K
Kemal_KABCIK
16 Ocak sabahına erişilmesine az bir süre kalmıştı. Yaşamış olduğu yalnızlıklardaki değerli zamanını, iyimserlik açısından değerlendirilesi iyi bir fırsat olduğunu belleyerek, düşünceyle geçirilen bir gecenin son anlarında, atacak olan şafağı sabırsızlıkla beklemeye koyulmuştu. Şafakla beraber, ümit ve sevinç içersinde kalarak, canlılığını göstermeye başlayacak olan doğaya uyum sağlayabilmek istiyordu. Ve günün ilk ışıklarıyla beliriverecek olan, tüm coşku dolu uyumlu renklerin doğallıktaki ahengi ile, kendine gelmek, yeniden doğmak ve hayattan yana olan beklentilerine, kısa zamanda ulaşıvermek istiyordu. Olabildiğince, olumlu yönde, hayattan yararlanabilme fırsatlarını bir bir değerlendirme altına alıyordu.

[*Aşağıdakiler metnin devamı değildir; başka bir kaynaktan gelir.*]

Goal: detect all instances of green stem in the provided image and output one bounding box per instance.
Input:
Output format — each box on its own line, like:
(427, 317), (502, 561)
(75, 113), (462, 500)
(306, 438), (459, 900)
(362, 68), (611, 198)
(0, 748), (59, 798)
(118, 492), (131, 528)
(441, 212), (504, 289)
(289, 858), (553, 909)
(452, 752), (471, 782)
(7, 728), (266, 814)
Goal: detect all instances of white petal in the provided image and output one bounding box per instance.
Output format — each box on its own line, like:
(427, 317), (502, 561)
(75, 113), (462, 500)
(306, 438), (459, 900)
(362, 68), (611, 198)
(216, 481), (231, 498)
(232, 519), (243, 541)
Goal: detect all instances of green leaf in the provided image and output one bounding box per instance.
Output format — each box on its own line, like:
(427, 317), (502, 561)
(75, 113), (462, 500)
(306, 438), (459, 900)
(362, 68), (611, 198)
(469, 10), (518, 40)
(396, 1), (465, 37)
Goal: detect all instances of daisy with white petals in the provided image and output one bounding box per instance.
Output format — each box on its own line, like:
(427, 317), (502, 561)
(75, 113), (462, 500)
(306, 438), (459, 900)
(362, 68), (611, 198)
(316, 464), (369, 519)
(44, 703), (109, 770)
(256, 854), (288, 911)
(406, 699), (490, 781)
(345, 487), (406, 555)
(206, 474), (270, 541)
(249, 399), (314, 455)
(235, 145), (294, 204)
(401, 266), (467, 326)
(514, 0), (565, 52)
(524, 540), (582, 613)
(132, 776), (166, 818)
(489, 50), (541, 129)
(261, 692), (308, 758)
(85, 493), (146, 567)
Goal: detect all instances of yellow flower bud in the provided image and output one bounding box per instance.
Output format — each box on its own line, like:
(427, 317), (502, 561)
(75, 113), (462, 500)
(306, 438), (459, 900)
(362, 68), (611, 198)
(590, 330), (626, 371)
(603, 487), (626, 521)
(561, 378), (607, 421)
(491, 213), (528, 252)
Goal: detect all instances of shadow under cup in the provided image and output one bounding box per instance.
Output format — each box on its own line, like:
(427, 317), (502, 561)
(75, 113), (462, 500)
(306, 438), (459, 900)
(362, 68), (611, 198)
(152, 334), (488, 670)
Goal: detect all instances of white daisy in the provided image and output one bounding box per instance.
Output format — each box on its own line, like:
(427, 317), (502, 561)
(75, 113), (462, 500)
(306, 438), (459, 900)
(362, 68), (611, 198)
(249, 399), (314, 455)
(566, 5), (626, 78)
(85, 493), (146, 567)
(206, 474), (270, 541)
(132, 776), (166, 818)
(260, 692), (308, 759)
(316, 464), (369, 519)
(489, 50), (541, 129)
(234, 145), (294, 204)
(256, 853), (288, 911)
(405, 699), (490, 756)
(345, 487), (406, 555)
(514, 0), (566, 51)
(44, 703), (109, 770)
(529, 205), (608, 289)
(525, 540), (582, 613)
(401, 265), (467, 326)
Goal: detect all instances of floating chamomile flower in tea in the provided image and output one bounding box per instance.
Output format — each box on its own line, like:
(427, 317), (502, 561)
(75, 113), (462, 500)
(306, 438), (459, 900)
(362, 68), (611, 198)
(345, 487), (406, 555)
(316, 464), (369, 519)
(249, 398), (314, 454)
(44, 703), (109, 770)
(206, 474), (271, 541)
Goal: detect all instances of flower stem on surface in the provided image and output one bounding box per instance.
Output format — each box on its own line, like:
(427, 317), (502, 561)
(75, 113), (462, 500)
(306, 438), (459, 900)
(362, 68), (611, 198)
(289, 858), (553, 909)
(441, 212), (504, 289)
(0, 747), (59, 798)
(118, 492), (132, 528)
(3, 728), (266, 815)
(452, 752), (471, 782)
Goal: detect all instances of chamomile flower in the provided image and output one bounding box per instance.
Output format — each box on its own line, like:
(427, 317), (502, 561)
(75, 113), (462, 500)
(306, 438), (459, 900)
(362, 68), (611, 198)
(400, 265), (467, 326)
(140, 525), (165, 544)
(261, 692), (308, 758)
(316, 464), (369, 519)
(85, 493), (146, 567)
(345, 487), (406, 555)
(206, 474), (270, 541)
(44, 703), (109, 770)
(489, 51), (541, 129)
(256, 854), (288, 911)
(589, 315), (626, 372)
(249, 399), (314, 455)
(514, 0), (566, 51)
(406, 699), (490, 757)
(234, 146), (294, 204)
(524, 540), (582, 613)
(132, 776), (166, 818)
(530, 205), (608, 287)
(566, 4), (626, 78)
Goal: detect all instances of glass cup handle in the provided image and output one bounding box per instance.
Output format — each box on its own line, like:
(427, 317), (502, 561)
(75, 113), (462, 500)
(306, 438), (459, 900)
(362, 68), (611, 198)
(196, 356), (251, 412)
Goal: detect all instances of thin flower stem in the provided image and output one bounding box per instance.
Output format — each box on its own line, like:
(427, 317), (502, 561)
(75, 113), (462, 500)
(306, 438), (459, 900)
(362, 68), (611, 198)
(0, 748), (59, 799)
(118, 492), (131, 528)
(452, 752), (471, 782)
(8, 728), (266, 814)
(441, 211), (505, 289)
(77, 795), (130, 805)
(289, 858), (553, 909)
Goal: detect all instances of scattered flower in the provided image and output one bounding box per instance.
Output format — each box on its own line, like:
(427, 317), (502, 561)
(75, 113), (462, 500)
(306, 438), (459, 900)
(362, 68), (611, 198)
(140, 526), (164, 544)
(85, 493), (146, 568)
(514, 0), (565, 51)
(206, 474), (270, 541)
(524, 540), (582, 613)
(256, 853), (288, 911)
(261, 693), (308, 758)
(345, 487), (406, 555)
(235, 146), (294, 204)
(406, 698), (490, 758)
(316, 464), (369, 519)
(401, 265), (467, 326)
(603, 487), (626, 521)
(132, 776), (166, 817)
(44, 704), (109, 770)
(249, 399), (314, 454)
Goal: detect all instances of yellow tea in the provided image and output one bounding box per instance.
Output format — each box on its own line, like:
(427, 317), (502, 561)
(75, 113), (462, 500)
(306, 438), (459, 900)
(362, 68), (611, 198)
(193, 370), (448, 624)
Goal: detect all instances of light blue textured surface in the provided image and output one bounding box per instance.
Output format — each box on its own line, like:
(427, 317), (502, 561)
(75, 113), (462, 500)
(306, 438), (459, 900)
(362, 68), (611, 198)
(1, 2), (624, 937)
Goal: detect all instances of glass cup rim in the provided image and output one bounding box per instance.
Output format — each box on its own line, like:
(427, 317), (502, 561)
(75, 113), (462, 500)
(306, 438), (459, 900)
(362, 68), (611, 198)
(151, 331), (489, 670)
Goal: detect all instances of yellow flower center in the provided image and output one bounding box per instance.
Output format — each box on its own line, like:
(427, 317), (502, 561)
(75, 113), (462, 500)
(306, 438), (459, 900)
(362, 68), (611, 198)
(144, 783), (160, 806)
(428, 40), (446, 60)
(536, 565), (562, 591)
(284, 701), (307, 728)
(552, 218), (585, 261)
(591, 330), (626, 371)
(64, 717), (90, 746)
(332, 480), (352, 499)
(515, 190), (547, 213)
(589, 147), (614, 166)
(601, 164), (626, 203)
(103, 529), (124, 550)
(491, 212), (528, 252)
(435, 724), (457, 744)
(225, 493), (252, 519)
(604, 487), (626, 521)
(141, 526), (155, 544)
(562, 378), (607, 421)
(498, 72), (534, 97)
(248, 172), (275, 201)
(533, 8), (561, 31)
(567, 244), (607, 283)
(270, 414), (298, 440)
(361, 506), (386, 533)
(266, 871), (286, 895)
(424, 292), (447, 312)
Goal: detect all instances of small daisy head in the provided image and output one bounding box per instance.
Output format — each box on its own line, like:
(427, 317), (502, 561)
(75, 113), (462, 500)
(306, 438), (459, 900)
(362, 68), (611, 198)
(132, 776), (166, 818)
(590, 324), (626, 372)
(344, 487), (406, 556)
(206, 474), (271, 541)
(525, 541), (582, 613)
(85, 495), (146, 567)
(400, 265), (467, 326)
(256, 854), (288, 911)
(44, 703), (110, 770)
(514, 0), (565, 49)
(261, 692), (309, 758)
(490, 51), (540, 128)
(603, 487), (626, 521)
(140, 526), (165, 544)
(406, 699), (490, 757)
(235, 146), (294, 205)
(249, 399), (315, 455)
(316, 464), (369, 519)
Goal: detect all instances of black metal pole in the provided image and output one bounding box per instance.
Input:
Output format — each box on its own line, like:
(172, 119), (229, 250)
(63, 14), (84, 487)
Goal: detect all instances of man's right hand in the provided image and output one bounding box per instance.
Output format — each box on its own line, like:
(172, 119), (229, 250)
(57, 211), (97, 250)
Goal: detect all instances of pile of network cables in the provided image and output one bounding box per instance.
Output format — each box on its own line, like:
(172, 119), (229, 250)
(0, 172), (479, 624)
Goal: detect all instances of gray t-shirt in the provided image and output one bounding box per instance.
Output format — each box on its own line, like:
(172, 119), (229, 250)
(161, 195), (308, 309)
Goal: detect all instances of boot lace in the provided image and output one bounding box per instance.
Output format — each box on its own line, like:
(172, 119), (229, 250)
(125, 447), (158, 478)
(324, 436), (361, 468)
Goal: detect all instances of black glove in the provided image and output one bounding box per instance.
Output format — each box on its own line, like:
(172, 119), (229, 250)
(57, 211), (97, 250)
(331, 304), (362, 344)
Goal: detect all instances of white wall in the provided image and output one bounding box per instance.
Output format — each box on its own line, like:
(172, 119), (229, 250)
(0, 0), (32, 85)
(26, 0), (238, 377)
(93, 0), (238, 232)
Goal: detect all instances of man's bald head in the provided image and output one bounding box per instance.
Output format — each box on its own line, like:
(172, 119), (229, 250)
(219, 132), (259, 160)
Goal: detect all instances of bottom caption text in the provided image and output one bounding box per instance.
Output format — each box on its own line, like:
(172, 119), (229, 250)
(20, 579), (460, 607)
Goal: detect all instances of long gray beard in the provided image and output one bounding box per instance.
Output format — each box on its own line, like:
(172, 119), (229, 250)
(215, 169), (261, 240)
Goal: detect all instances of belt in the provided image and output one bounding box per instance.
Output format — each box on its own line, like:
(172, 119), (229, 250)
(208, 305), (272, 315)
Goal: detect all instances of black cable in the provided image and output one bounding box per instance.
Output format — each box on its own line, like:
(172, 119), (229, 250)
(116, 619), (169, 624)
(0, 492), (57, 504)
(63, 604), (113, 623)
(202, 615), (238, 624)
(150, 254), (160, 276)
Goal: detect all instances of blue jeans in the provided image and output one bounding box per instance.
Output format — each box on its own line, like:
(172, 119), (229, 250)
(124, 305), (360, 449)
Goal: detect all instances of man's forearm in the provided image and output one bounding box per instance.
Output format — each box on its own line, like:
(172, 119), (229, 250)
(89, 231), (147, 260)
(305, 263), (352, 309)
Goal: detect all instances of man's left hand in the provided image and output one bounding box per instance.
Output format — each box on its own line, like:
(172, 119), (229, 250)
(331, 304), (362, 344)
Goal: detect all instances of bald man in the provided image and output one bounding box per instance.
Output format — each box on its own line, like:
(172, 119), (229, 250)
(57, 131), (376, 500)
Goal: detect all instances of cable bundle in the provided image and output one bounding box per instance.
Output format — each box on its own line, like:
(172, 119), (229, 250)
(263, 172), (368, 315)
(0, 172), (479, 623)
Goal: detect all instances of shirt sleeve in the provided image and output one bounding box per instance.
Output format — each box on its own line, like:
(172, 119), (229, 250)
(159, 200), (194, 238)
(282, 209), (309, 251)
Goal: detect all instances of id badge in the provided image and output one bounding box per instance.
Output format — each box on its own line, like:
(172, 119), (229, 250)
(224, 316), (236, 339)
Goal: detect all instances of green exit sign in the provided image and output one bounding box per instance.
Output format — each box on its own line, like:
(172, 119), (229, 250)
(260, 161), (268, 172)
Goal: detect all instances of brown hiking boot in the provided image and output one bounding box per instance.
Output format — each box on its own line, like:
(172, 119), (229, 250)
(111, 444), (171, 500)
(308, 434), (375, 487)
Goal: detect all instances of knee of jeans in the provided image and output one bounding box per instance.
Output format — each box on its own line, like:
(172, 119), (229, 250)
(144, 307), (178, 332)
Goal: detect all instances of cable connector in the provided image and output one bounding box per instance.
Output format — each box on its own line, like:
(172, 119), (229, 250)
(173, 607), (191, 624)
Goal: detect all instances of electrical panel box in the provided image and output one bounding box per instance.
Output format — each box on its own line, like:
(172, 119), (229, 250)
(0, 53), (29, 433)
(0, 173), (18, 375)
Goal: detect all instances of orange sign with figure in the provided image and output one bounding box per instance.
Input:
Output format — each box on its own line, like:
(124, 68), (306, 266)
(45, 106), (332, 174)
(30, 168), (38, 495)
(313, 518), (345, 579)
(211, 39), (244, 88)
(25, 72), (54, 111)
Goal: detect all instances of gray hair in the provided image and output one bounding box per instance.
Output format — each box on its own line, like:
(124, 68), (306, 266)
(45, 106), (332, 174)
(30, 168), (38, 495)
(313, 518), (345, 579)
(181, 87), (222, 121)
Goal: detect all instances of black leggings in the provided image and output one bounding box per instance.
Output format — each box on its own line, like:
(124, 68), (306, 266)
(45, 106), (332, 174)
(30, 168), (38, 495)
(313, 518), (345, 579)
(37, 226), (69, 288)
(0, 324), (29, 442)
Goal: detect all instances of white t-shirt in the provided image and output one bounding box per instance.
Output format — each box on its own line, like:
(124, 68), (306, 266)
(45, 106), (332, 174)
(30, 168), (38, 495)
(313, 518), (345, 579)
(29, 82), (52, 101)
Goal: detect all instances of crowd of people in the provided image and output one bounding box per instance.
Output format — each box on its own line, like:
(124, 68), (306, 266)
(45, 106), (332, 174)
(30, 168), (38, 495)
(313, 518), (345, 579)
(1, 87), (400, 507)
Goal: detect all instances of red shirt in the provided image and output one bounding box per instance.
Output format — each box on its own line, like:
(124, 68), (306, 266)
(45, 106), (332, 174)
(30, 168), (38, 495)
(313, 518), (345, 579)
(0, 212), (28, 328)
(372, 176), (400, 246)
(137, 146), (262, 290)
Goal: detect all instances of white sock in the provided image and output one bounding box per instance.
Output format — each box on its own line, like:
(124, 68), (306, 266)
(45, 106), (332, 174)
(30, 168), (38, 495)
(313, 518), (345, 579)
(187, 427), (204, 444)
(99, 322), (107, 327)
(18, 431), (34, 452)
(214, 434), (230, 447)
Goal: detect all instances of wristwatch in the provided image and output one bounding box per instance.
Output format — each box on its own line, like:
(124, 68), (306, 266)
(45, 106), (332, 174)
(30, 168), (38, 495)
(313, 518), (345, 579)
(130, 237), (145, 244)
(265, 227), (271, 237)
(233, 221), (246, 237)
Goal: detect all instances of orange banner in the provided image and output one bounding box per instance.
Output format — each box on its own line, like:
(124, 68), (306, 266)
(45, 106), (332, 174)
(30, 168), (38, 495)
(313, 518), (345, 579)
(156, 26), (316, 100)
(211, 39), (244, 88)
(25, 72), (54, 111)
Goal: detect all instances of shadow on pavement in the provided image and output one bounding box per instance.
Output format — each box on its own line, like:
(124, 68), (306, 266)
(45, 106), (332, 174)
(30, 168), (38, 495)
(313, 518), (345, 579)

Geçen her saniye; kazanılması düşünülen başarılar için, bir hazine değerinde olandı. Ve zamanını iyi kullanmasını düşünen bir bilinç için; kaçınılmazlıktaki bir başarı elbetteki hak olandı. Zaman işliyordu. Ve zaman içersinde ele alınan düşünülesi ince ayrıntılar; başarının, sağlam bir zemine oturtulabilmesi için, yeni yeni imkan ve fırsatları sunuyordu. Düşünmek ve de düşünülmüş olan güzelliği yaşatabilmek adına; ümit yüklü, verimlilikle geçirilecek olan bereketli fırsatlar, doğacak olan güneş ile kendini belli edecekti. Doğacak güneşe olan özlemle; insan, yeni düşüncelerin, ince ayrıntılarına yelken açacak ve insan, başarıyı zirvesinde, sevinç ve ümit içersinde kalarak yaşayacaktı!. İnanç; zafere giden yolda, azmi elden bırakmayacak ve de sabırlı olacaktı: çünkü, özgünlüğü ve itaatkarlığı benimseyen bir bilinç böyle emrediyordu düşüncesinde!.